Wave Digital Finance, a Senegal-based fintech unicorn, has been granted an e-money license by the Central Bank of West African States (BCEAO), a central bank serving the 8 francophone West African countries—Benin, Guinea Bissau, Burkina Faso, Côte d’Ivoire, Mali, Niger, Senegal and Togo—that form the West African Economic and Monetary Union (WAEMU).
In a world where telecommunication companies control mobile money (MoMo), this milestone positions Wave to better contend with telecom giants like Orange and Free as it becomes the only non-bank and non-telecom fintech company operating across WAEMU markets with an e-money license.
Since its inception in 2018, Wave has had to rely on third party banks like United Bank of Africa (UBA) and Ecobank to power its mobile money business model. But with this e-money license, the Sequoia- and Y Combinator-backed company can now independently and directly offer its current suite of financial products to customers without the support of third party banks.
“Despite being one of the largest mobile money providers in Senegal and other WAEMU countries, we were limited in what we could offer our customers,” said Wave General Manager Coura Sène in a statement sent to TechCabal. “We will now be able to compete with other mobile money providers on an equal footing.”

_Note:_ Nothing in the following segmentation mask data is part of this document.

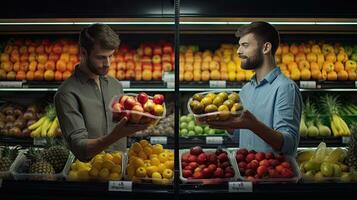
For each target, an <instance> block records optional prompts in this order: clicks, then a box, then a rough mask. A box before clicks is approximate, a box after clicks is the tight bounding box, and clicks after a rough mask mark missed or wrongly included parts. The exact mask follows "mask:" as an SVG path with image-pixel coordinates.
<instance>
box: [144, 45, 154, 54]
mask: <svg viewBox="0 0 357 200" xmlns="http://www.w3.org/2000/svg"><path fill="white" fill-rule="evenodd" d="M144 55H146V56H151V55H152V48H151V47H150V46H145V47H144Z"/></svg>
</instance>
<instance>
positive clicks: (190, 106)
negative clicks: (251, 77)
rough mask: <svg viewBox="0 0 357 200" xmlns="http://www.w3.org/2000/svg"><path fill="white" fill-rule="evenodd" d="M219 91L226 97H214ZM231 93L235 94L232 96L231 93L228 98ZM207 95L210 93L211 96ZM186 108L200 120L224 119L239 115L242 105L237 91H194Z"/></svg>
mask: <svg viewBox="0 0 357 200" xmlns="http://www.w3.org/2000/svg"><path fill="white" fill-rule="evenodd" d="M221 93H225V94H227V96H228V97H227V98H228V99H225V97H222V99H223V100H220V99H218V98H216V97H217V96H219V95H220V94H221ZM212 94H214V95H215V97H212ZM231 94H236V96H235V97H233V96H234V95H232V98H230V97H229V96H230V95H231ZM209 95H211V97H210V96H209ZM209 99H210V100H209ZM227 109H228V110H227ZM187 110H188V111H189V113H191V114H193V116H194V117H195V118H196V120H198V121H200V122H204V121H213V120H219V121H224V120H227V119H229V118H230V117H237V116H240V115H241V113H242V110H243V106H242V104H241V102H240V98H239V94H238V93H235V92H230V93H227V92H219V91H214V92H201V93H196V94H195V95H194V96H193V97H191V98H190V99H189V100H188V102H187Z"/></svg>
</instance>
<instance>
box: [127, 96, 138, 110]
mask: <svg viewBox="0 0 357 200" xmlns="http://www.w3.org/2000/svg"><path fill="white" fill-rule="evenodd" d="M136 102H137V101H135V99H134V97H128V98H127V99H126V101H125V102H124V108H125V109H126V110H131V109H133V107H134V106H135V104H136Z"/></svg>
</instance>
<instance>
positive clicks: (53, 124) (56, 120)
mask: <svg viewBox="0 0 357 200" xmlns="http://www.w3.org/2000/svg"><path fill="white" fill-rule="evenodd" d="M58 125H59V124H58V118H57V117H56V118H55V119H54V120H53V122H52V124H51V126H50V128H49V129H48V131H47V136H48V137H54V136H55V131H56V129H57V128H58Z"/></svg>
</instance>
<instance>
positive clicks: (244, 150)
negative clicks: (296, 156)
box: [232, 148, 301, 183]
mask: <svg viewBox="0 0 357 200" xmlns="http://www.w3.org/2000/svg"><path fill="white" fill-rule="evenodd" d="M232 156H234V158H235V160H236V163H237V164H238V169H239V172H240V175H241V178H242V179H243V180H246V181H252V182H254V183H276V182H293V183H296V182H298V180H299V179H300V178H301V173H300V170H299V167H298V165H297V163H296V160H295V158H293V157H291V156H287V155H283V154H274V153H273V152H256V151H254V150H247V149H245V148H241V149H238V150H236V151H233V152H232Z"/></svg>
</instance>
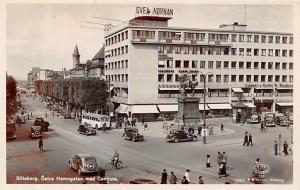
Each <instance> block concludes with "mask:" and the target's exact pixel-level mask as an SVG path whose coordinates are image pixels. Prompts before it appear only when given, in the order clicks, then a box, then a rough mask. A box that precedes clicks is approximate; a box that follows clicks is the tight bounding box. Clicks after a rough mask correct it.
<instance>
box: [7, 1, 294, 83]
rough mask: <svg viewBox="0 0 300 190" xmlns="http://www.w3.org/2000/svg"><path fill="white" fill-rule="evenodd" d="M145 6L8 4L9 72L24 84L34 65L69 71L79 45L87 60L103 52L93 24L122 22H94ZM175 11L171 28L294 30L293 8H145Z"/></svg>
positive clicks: (277, 31) (80, 50) (131, 17)
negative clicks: (229, 28) (238, 23)
mask: <svg viewBox="0 0 300 190" xmlns="http://www.w3.org/2000/svg"><path fill="white" fill-rule="evenodd" d="M136 6H141V4H130V5H129V4H128V5H120V4H113V5H112V4H102V5H101V4H43V5H39V4H7V7H6V12H7V15H6V61H7V64H6V70H7V72H8V74H10V75H12V76H14V77H15V78H16V79H18V80H25V79H27V73H28V72H29V71H31V68H32V67H40V68H42V69H52V70H62V67H65V68H66V69H67V70H68V69H71V68H72V65H73V61H72V54H73V51H74V48H75V45H76V44H77V46H78V49H79V53H80V54H81V58H80V59H81V62H83V63H85V62H86V61H87V60H88V59H92V58H93V56H94V55H95V54H96V53H97V52H98V51H99V49H100V48H101V47H102V45H103V43H104V31H103V30H96V29H88V28H82V26H83V25H84V26H89V27H98V28H103V26H102V25H96V24H88V23H86V22H87V21H90V22H98V23H103V24H107V23H111V24H114V25H116V24H120V23H121V22H117V21H108V20H103V19H96V18H93V17H95V16H97V17H104V18H112V19H120V20H129V19H131V18H133V17H134V16H135V7H136ZM143 6H148V7H152V8H153V7H164V8H173V9H174V15H173V19H171V20H170V21H169V26H175V27H191V28H209V29H214V28H218V26H219V25H220V24H232V23H233V22H239V23H242V24H244V23H245V10H246V24H247V25H248V28H247V29H248V30H254V31H273V32H290V33H292V32H293V18H294V17H293V7H292V6H291V5H283V4H280V5H249V4H248V5H247V6H246V9H245V5H228V4H227V5H226V4H225V5H224V4H223V5H206V4H184V5H175V4H168V5H159V4H156V5H153V4H152V5H143Z"/></svg>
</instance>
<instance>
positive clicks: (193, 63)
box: [192, 61, 198, 69]
mask: <svg viewBox="0 0 300 190" xmlns="http://www.w3.org/2000/svg"><path fill="white" fill-rule="evenodd" d="M197 64H198V61H192V68H193V69H196V68H197Z"/></svg>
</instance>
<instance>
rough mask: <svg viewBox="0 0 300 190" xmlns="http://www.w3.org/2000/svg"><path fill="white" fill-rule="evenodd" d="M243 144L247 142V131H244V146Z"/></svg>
mask: <svg viewBox="0 0 300 190" xmlns="http://www.w3.org/2000/svg"><path fill="white" fill-rule="evenodd" d="M245 144H248V132H247V131H246V132H245V136H244V144H243V146H245Z"/></svg>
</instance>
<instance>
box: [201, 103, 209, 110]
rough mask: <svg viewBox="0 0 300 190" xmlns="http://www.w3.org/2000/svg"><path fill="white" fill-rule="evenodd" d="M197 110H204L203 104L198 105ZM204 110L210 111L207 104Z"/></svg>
mask: <svg viewBox="0 0 300 190" xmlns="http://www.w3.org/2000/svg"><path fill="white" fill-rule="evenodd" d="M199 110H200V111H203V110H204V104H199ZM205 110H210V109H209V107H208V106H207V104H206V105H205Z"/></svg>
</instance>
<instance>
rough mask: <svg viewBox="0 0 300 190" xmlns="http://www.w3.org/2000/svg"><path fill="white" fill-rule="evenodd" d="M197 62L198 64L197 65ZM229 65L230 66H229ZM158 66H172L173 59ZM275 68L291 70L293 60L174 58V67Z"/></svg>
mask: <svg viewBox="0 0 300 190" xmlns="http://www.w3.org/2000/svg"><path fill="white" fill-rule="evenodd" d="M198 63H199V66H198ZM229 66H230V67H229ZM158 67H159V68H173V61H172V60H166V61H159V62H158ZM274 67H275V69H276V70H280V69H282V70H287V69H289V70H293V67H294V64H293V62H290V63H287V62H275V64H274V63H273V62H243V61H239V62H237V61H231V62H229V61H199V62H198V61H197V60H192V61H190V60H183V61H182V60H175V68H186V69H188V68H192V69H197V68H200V69H205V68H208V69H229V68H230V69H236V68H239V69H245V68H246V69H274Z"/></svg>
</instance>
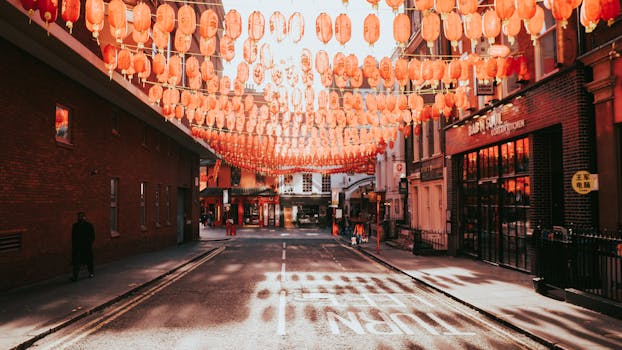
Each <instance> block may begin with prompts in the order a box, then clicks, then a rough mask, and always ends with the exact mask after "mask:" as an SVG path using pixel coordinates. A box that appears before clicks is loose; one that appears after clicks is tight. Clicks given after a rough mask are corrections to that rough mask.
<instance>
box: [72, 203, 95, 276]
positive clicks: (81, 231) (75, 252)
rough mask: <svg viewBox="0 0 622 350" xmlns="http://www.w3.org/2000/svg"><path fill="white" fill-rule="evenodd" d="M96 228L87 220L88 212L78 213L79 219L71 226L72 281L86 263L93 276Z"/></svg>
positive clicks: (82, 211)
mask: <svg viewBox="0 0 622 350" xmlns="http://www.w3.org/2000/svg"><path fill="white" fill-rule="evenodd" d="M94 240H95V228H94V227H93V224H91V223H90V222H88V221H87V219H86V214H85V213H84V212H83V211H81V212H79V213H78V221H77V222H76V223H74V224H73V226H72V227H71V262H72V264H73V275H72V277H71V280H72V281H74V282H75V281H77V280H78V274H79V272H80V267H81V266H82V265H85V264H86V267H87V269H88V271H89V278H93V241H94Z"/></svg>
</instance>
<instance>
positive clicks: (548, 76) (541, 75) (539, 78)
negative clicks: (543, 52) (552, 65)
mask: <svg viewBox="0 0 622 350" xmlns="http://www.w3.org/2000/svg"><path fill="white" fill-rule="evenodd" d="M557 73H559V68H555V69H553V70H552V71H550V72H548V73H546V74H542V75H541V76H539V77H537V78H536V81H540V80H544V79H546V78H548V77H550V76H552V75H555V74H557Z"/></svg>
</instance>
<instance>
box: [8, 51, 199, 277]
mask: <svg viewBox="0 0 622 350" xmlns="http://www.w3.org/2000/svg"><path fill="white" fill-rule="evenodd" d="M0 52H2V53H3V55H2V62H0V76H2V85H3V88H2V93H1V94H0V99H1V100H0V114H1V115H2V117H1V118H0V234H1V233H2V232H3V231H7V230H13V229H25V232H24V233H23V238H22V249H21V251H19V252H10V253H0V275H2V276H3V278H2V279H0V289H6V288H10V287H14V286H18V285H22V284H25V283H28V282H32V281H36V280H41V279H44V278H47V277H50V276H54V275H58V274H60V273H65V272H68V271H69V270H70V266H69V263H70V249H71V237H70V231H71V224H72V223H73V222H74V221H75V219H76V212H77V211H81V210H83V211H85V212H86V213H87V215H88V217H89V219H90V221H91V222H93V224H94V225H95V231H96V240H95V262H96V265H98V264H101V263H104V262H106V261H110V260H114V259H118V258H120V257H123V256H127V255H131V254H136V253H139V252H145V251H149V250H154V249H157V248H161V247H164V246H167V245H172V244H175V243H176V236H177V234H176V217H177V189H178V188H185V189H187V194H188V195H187V196H186V199H185V207H186V212H187V213H188V216H189V217H191V218H192V219H194V220H196V217H197V216H198V205H196V204H195V202H196V201H197V200H198V194H197V193H196V192H197V190H198V189H197V188H196V187H195V186H194V179H195V177H198V164H199V159H198V155H196V154H194V153H192V152H190V151H188V150H186V149H184V148H182V147H181V146H180V145H179V144H178V143H176V142H175V141H173V140H172V139H171V138H169V137H168V136H166V135H164V134H163V133H162V132H160V131H156V130H155V129H154V128H151V127H148V126H146V125H145V124H144V122H142V121H140V120H139V119H137V118H135V117H134V116H132V115H129V114H127V113H126V112H124V111H122V110H116V109H115V108H116V107H115V106H114V104H113V103H111V102H110V101H107V100H104V99H102V98H100V97H98V96H97V95H95V94H94V93H93V92H91V91H90V90H89V89H88V88H86V87H84V86H81V85H78V84H76V83H75V82H73V81H71V80H70V79H68V78H67V77H66V76H63V75H62V74H61V73H59V72H58V71H56V70H54V69H53V68H52V67H50V66H47V65H46V64H45V63H44V62H41V61H39V60H38V59H36V58H34V57H32V56H30V55H29V54H28V53H25V52H24V51H21V50H20V49H18V48H16V47H15V46H13V45H12V44H10V43H8V42H7V41H4V40H3V39H0ZM56 103H61V104H63V105H65V106H67V107H69V108H70V109H71V113H72V117H73V120H72V123H71V131H72V141H71V145H63V144H60V143H58V142H56V141H55V129H54V121H55V105H56ZM115 110H116V113H117V114H118V120H119V122H118V124H119V135H115V134H113V133H112V117H111V115H112V113H113V111H115ZM144 128H146V132H147V133H146V146H143V145H142V134H143V130H144ZM158 144H159V150H158V147H157V145H158ZM112 177H117V178H119V202H118V205H119V232H120V236H119V237H116V238H112V237H111V234H110V179H111V178H112ZM141 181H145V182H147V192H146V194H147V196H146V213H147V215H146V219H147V225H146V228H145V229H141V226H140V211H139V209H140V207H139V203H140V198H139V184H140V182H141ZM156 184H162V194H161V198H162V200H161V204H160V207H161V209H160V211H161V214H160V216H161V223H162V225H160V226H158V227H156V224H155V206H154V200H155V190H156ZM166 185H169V186H170V188H171V199H170V207H171V222H170V224H167V223H166V222H165V221H166V214H165V204H164V187H165V186H166ZM197 234H198V232H197V231H196V229H190V232H186V237H185V239H186V240H189V239H193V238H196V236H197Z"/></svg>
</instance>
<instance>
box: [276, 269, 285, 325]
mask: <svg viewBox="0 0 622 350" xmlns="http://www.w3.org/2000/svg"><path fill="white" fill-rule="evenodd" d="M283 266H285V264H283ZM277 334H278V335H285V291H284V290H282V291H281V294H280V295H279V326H278V330H277Z"/></svg>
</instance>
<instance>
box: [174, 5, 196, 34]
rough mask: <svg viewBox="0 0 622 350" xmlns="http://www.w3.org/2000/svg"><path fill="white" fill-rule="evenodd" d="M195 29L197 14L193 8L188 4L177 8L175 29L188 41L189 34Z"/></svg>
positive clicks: (195, 29)
mask: <svg viewBox="0 0 622 350" xmlns="http://www.w3.org/2000/svg"><path fill="white" fill-rule="evenodd" d="M196 29H197V15H196V12H195V11H194V8H193V7H192V6H189V5H183V6H182V7H180V8H179V10H177V31H181V33H182V34H183V35H185V36H186V37H187V39H185V40H187V41H188V42H190V36H191V35H192V34H194V32H195V31H196Z"/></svg>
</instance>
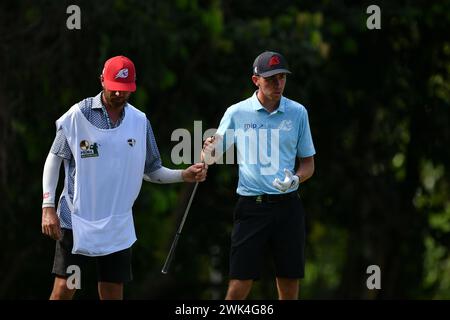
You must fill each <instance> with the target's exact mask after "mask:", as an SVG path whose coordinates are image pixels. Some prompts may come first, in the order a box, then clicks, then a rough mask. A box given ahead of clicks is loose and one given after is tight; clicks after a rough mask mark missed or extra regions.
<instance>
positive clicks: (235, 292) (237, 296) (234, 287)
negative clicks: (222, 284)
mask: <svg viewBox="0 0 450 320" xmlns="http://www.w3.org/2000/svg"><path fill="white" fill-rule="evenodd" d="M252 285H253V280H236V279H234V280H230V283H229V284H228V292H227V295H226V297H225V300H244V299H246V298H247V296H248V294H249V293H250V290H251V288H252Z"/></svg>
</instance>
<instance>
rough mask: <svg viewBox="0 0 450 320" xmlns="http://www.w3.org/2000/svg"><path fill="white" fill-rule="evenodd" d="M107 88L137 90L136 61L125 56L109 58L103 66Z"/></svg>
mask: <svg viewBox="0 0 450 320" xmlns="http://www.w3.org/2000/svg"><path fill="white" fill-rule="evenodd" d="M102 75H103V81H104V84H105V88H106V89H107V90H110V91H130V92H134V91H136V70H135V69H134V63H133V61H131V60H130V59H128V58H127V57H124V56H116V57H112V58H110V59H108V60H107V61H106V62H105V66H104V68H103V72H102Z"/></svg>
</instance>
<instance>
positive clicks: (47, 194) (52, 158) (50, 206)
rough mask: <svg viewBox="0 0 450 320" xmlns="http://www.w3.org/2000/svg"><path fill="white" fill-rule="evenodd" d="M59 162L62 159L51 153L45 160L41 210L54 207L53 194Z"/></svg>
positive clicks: (61, 161) (57, 177)
mask: <svg viewBox="0 0 450 320" xmlns="http://www.w3.org/2000/svg"><path fill="white" fill-rule="evenodd" d="M61 162H62V158H60V157H58V156H57V155H55V154H53V153H51V152H50V153H49V154H48V156H47V159H46V160H45V165H44V173H43V174H42V190H43V200H42V208H45V207H55V192H56V186H57V185H58V179H59V168H60V167H61Z"/></svg>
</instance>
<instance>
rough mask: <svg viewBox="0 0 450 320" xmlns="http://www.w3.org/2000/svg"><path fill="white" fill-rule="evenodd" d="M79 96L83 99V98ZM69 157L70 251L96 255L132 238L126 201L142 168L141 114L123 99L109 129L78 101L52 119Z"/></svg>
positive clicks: (133, 227) (138, 190) (67, 200)
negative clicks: (61, 130) (121, 114)
mask: <svg viewBox="0 0 450 320" xmlns="http://www.w3.org/2000/svg"><path fill="white" fill-rule="evenodd" d="M83 102H84V101H83ZM56 126H57V128H60V127H62V128H63V130H64V134H65V135H66V138H67V141H68V144H69V147H70V149H71V151H72V154H73V156H74V159H75V165H76V173H75V186H74V197H73V203H70V198H69V197H66V200H67V202H68V204H69V207H70V209H71V211H72V215H71V217H72V230H73V249H72V253H76V254H82V255H86V256H102V255H107V254H110V253H113V252H117V251H120V250H124V249H126V248H129V247H131V245H132V244H133V243H134V242H135V241H136V233H135V230H134V222H133V215H132V207H133V204H134V201H135V200H136V198H137V196H138V194H139V191H140V188H141V185H142V178H143V173H144V165H145V157H146V131H147V118H146V116H145V114H144V113H142V112H141V111H139V110H137V109H136V108H134V107H133V106H131V105H130V104H128V105H127V107H126V111H125V117H124V119H123V120H122V123H121V124H120V125H119V126H118V127H117V128H113V129H100V128H97V127H96V126H94V125H93V124H91V123H90V122H89V121H88V120H87V119H86V117H85V116H84V115H83V113H82V112H81V110H80V108H79V106H78V104H75V105H74V106H72V107H71V108H70V109H69V111H67V112H66V113H65V114H64V115H63V116H62V117H61V118H60V119H58V120H57V122H56Z"/></svg>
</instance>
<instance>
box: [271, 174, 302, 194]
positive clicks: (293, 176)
mask: <svg viewBox="0 0 450 320" xmlns="http://www.w3.org/2000/svg"><path fill="white" fill-rule="evenodd" d="M284 174H285V178H284V180H283V181H280V179H278V178H275V179H274V180H273V183H272V184H273V186H274V187H275V188H277V189H278V190H280V191H281V192H286V191H288V190H294V189H296V188H297V186H298V185H299V183H300V178H299V177H298V176H297V175H294V174H293V173H292V172H291V171H290V170H288V169H284Z"/></svg>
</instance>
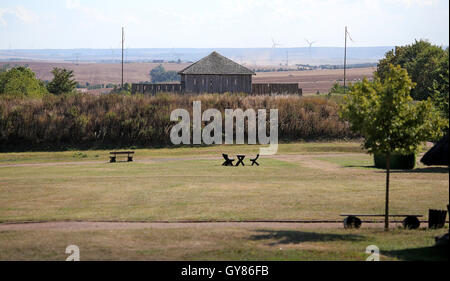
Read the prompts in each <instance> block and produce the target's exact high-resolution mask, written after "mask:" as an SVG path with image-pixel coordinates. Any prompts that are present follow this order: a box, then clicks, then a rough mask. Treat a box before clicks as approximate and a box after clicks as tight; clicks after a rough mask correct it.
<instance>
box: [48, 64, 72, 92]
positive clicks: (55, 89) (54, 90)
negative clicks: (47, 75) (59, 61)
mask: <svg viewBox="0 0 450 281" xmlns="http://www.w3.org/2000/svg"><path fill="white" fill-rule="evenodd" d="M51 72H52V74H53V80H52V81H50V83H48V85H47V89H48V91H49V92H50V93H52V94H55V95H61V94H66V93H71V92H73V91H74V90H75V88H76V86H77V82H76V81H75V80H74V79H73V76H74V75H73V70H67V69H65V68H58V67H55V68H53V70H52V71H51Z"/></svg>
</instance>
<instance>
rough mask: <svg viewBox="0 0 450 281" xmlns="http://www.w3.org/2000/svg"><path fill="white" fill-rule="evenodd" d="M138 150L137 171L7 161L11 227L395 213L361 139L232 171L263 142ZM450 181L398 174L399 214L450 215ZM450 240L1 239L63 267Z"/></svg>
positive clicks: (335, 143) (434, 234)
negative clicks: (71, 253)
mask: <svg viewBox="0 0 450 281" xmlns="http://www.w3.org/2000/svg"><path fill="white" fill-rule="evenodd" d="M135 151H136V155H135V160H136V161H135V162H132V163H126V162H122V163H108V162H107V161H108V153H109V150H103V151H91V150H88V151H81V152H78V151H66V152H24V153H1V154H0V222H4V223H5V222H22V221H35V222H38V221H62V220H81V221H155V220H172V221H173V220H237V221H239V220H307V219H312V220H340V219H341V217H340V216H339V214H341V213H348V212H357V213H383V211H384V196H385V186H384V183H385V174H384V171H383V170H379V169H375V168H373V167H372V160H371V156H369V155H367V154H365V153H364V151H362V150H361V148H360V144H359V143H354V142H333V143H294V144H281V145H280V147H279V151H278V154H277V155H275V156H271V157H262V158H260V160H259V163H260V166H258V167H256V166H254V167H251V166H248V165H247V166H245V167H242V166H241V167H222V166H221V163H222V159H221V158H220V154H221V153H222V152H225V153H229V154H231V155H235V154H239V153H244V154H247V155H248V156H252V155H255V154H256V153H257V152H258V147H257V146H236V145H232V146H226V145H223V146H214V147H195V148H184V147H183V148H164V149H136V150H135ZM84 155H86V156H84ZM246 163H248V160H247V162H246ZM30 164H33V165H30ZM448 177H449V174H448V168H445V167H433V168H429V167H424V166H422V165H419V166H418V167H417V168H416V169H414V170H412V171H393V173H392V176H391V193H390V195H391V196H390V197H391V200H390V202H391V213H393V214H395V213H419V214H423V215H425V219H426V215H427V214H428V209H430V208H433V209H445V208H446V206H447V204H448V198H449V181H448ZM422 226H423V227H424V226H426V225H425V224H422ZM442 233H443V230H436V231H429V230H417V231H406V230H394V231H391V232H389V233H385V232H383V231H382V229H360V230H353V231H348V230H343V229H316V230H314V229H304V230H302V229H249V228H230V229H228V228H223V227H221V228H201V229H200V228H199V229H196V228H190V227H185V228H182V229H145V230H144V229H140V230H96V231H82V230H73V231H68V230H33V231H31V230H27V231H25V230H24V231H0V260H14V259H24V260H28V259H51V260H62V259H64V258H65V253H64V249H65V247H66V246H67V245H69V244H76V245H78V246H80V248H81V251H82V254H81V256H82V259H124V260H129V259H182V260H190V259H199V260H204V259H208V260H209V259H213V260H214V259H225V260H258V259H264V260H266V259H267V260H364V259H365V257H366V254H365V253H364V250H365V247H366V246H368V245H370V244H375V245H377V246H379V247H380V250H381V252H382V259H386V260H391V259H392V260H398V259H399V260H411V259H413V260H414V259H442V258H443V259H448V255H447V256H444V257H443V256H442V255H441V254H439V253H436V249H434V248H429V247H430V246H431V245H433V242H434V239H433V237H434V236H436V235H439V234H442ZM280 248H281V250H280ZM61 249H62V250H61Z"/></svg>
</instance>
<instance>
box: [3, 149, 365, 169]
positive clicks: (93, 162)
mask: <svg viewBox="0 0 450 281" xmlns="http://www.w3.org/2000/svg"><path fill="white" fill-rule="evenodd" d="M360 154H361V153H318V154H279V155H271V156H263V157H264V158H271V159H277V160H282V161H288V162H302V161H305V160H308V161H312V159H313V158H314V157H316V156H320V157H336V156H342V157H345V156H354V155H360ZM190 160H219V161H221V160H222V157H220V156H196V157H193V156H190V157H170V158H149V159H139V160H134V162H136V163H158V162H166V161H190ZM314 161H320V165H319V166H320V167H321V168H323V165H324V163H323V162H324V161H321V160H314ZM118 162H119V163H120V162H122V161H118ZM123 162H126V161H123ZM108 163H109V162H108V161H70V162H69V161H67V162H63V161H62V162H46V163H45V162H44V163H20V164H0V168H4V167H47V166H59V165H93V164H108ZM328 166H329V168H330V169H334V168H336V166H338V165H332V164H331V163H330V164H329V165H328Z"/></svg>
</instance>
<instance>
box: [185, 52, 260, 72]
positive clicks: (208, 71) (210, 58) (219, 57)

Wave, which attained a unicorn status last September after closing a $200 million series A funding round, offers free bill payments, free cash-in and cash-out and charges only a 1% transfer fee—making it about 70% cheaper than its competitors’ traditional pricing structures.
According to the company statement, the license will allow Wave to offer a wider variety of financial services like merchant payments, savings, credit, and remittances in collaboration with other partners in the WAEMU financial ecosystem.
According to Durbin, Wave is building a mobile money service that’s “radically affordable”. Their efforts have disrupted the mobile money industry in the WAEMU, applying pressure on bigger competitors to adjust or fall behind. In June last year, for instance, Orange, Senegal’s biggest telecom company which also controls 50% of the country’s mobile money market, was forced to cut down its transfer charges to 1% to match Wave’s offer.
Sène believes that the BCAEO’s new approach to licensing will be of great benefit to both their customers—who will now be able to do more with Wave—and their agent banking network—which will be able to increase their take-home income. Sène also said the company expects this product diversification to drive customer growth.
The license only covers Wave’s Senegal’s operation for now, however, Sène said that “in partnership with the directions of BCEAO, we hope to extend this license very quickly to the other WAEMU countries so that our entire customer base in the region can benefit equally,” she said.
For context: That Wave doesn’t necessarily need its sponsor banks to offer financial services to its customers doesn’t make it a bank. It can’t offer some services; its e-money license can only be allow it to do the following:
- Accepts customer funds and changes them into e-money, but can’t hold funds to manage.
- Customers can use their e-money accounts as digital wallets, but they can’t earn interest on them or go overdrawn.
- Offers debit cards, account-to-account transfers, standing orders, and direct debits, but not lending as a standalone product.
- Offers some digital financial services products, such as foreign currency exchange
Granting this license signals BCEAO’s recognition of a new age of financial inclusion models led by fintechs startups like Wave. This development also indicates that the WAEMU and east African countries are leading the way in mobile money innovations on the continent.
Edit update: Wave hasn’t gotten e-money license in all the 8 countries as the headline initially stated, but only in Senegal.